Take Control of Your Health

It’s important to remember that the more you take responsibility for your own health — in the form of nurturing your body to prevent disease — the less you need to rely on the “disease care” that passes for health care. In my anniversary article, “25 Health Tips for 25 Years,” I summarize some of the strategies I’ve found most helpful.
The truth is, if you carefully follow some basic health principles — simple things like exercising, eating whole organic foods, sleeping enough and getting sun exposure — you can drastically reduce your need for conventional medical care, which in and of itself will reduce your chances of suffering ill side effects.

In the event you do need medical care, seek a health care practitioner who will help you move toward health by helping you understand the foundational causes of your health challenges, and create a customized and comprehensive — i.e., holistic — treatment plan for you.

What’s more, you can have an impact on your doctor’s tendency to recommend natural alternatives, as when you inquire about them, some health care providers do in fact listen. If they don’t, then keep shopping.

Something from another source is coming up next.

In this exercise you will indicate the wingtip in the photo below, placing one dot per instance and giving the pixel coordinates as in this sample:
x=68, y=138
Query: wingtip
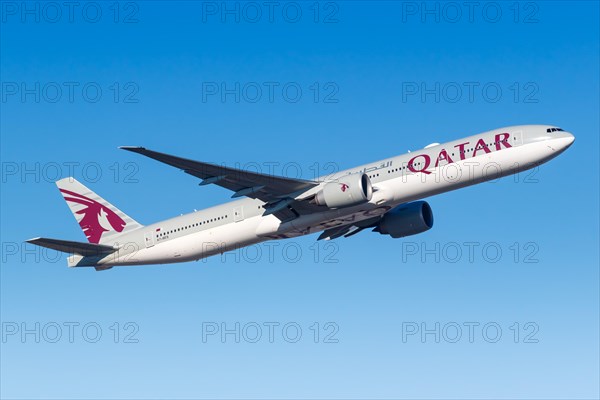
x=131, y=148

Remember, your doctor works for you, not the other way around. Ideally, it’s a partnership, where you work together to identify the best solutions. Either way, if you’re not satisfied with their know-how or the tools in their toolbox, find another doctor.

And, last but not least, always bring someone with you when you go to the hospital. Now more than ever before, standing firm on your patient rights is essential to ensure a positive outcome.

If you’re seriously ill, it can be very difficult to keep tabs on what they’re asking you to sign and the medications and treatments they’re giving you, so having someone there who can double-check everything — and make sure you receive basic care in the form of fluids and nutrition — can be a life saver.